My father was a fan of Harry S Truman. He often told me that President Truman would be known in history as one of the country’s greatest presidents.

I think what my father admired most in Truman was his concern about the welfare of the working man, his forthrightness and his ability to make firm decisions and stick by them.  I have fond memories of my father and my Uncle Jerome Stephens talking politics. Uncle Jerome was a mechanic in the Buick garage, a photographer and a collector of travel memorabilia. He was also a dyed-in-the-wool Republican, as were all my relatives on my mother’s side.

My dad was a Democrat and he argued with Jerome every chance he got about politics and the working man.  (When I first registered to vote during my freshman year in college and was asked what party I belonged to, I really didn’t know, but I said, “Democrat”, because of my dad).

My first childhood recollection of politics was the dread that Roosevelt would not be re-elected in 1944. For some reason, I was very concerned about his re-election.
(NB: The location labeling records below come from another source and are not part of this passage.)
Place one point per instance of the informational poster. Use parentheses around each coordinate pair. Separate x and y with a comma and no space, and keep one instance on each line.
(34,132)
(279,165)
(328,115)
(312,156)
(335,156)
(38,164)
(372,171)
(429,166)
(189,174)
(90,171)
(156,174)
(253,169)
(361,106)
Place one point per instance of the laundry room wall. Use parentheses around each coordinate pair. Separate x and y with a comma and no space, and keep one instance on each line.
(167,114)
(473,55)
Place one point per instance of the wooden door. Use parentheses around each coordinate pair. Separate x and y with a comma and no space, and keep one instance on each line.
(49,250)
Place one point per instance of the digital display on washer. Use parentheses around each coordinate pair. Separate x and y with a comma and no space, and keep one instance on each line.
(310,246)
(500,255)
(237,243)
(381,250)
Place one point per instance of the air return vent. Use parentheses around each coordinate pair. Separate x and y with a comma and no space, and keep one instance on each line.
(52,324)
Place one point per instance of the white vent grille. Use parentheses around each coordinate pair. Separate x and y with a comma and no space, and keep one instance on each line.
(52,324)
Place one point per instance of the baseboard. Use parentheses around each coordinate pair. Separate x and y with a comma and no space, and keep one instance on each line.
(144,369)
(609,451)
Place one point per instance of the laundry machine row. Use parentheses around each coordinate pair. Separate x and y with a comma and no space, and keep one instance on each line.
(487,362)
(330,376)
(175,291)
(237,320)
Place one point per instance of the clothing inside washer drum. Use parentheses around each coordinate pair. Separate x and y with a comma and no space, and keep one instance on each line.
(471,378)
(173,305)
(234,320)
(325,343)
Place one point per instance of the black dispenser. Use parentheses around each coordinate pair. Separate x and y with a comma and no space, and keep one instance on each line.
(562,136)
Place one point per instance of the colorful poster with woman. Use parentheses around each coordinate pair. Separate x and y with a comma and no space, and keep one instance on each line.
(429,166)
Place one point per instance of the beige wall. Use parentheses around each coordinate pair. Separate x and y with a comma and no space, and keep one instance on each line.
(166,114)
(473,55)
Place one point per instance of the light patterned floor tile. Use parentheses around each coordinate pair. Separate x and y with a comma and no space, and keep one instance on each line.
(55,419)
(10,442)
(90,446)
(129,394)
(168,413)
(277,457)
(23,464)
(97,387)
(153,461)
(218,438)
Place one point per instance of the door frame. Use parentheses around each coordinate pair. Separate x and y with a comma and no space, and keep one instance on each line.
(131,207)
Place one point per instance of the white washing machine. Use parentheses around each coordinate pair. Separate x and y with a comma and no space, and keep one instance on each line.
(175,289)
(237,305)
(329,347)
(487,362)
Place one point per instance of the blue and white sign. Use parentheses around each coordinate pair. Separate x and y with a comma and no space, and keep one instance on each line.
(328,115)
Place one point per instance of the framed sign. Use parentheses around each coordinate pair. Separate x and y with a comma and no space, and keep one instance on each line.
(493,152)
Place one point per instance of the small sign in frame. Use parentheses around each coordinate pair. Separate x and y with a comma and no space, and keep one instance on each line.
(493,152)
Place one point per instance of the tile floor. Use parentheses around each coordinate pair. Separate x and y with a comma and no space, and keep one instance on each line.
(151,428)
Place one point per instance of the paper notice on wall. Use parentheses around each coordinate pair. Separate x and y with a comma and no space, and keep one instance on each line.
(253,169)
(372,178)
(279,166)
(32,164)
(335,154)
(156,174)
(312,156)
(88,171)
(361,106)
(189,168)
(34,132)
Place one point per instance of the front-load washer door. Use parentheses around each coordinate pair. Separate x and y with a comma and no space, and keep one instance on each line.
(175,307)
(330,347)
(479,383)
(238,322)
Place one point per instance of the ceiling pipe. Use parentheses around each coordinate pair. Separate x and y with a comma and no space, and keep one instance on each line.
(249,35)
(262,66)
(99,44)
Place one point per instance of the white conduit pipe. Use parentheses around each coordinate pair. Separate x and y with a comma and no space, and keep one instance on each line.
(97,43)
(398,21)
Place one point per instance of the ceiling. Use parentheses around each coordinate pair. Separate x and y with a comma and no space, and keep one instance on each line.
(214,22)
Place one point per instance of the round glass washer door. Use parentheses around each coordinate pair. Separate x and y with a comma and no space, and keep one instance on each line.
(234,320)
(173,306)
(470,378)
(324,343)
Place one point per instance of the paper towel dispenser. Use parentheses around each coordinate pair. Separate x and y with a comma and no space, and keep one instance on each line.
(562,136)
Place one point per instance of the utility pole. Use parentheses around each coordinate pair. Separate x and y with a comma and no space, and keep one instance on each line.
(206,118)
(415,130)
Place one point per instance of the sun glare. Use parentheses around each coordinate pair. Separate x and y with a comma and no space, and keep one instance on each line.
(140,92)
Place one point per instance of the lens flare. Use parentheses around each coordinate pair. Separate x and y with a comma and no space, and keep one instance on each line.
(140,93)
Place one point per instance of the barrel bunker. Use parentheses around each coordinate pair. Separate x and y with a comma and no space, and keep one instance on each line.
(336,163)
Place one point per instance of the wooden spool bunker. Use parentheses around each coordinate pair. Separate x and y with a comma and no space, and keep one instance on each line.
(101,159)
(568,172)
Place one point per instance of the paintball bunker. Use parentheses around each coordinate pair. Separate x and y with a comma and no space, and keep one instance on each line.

I remember going out to pick up the Colusa paper, called the “Sun Herald”, on the front lawn after Election Day and seeing the headline that Roosevelt had been re-elected.  I expressed relief to my mother but she lacked any enthusiasm about the news and dismissed its importance.

At ten years of age, I did not know about Democrats and Republicans and it wasn’t until years later that I understood her studied indifference.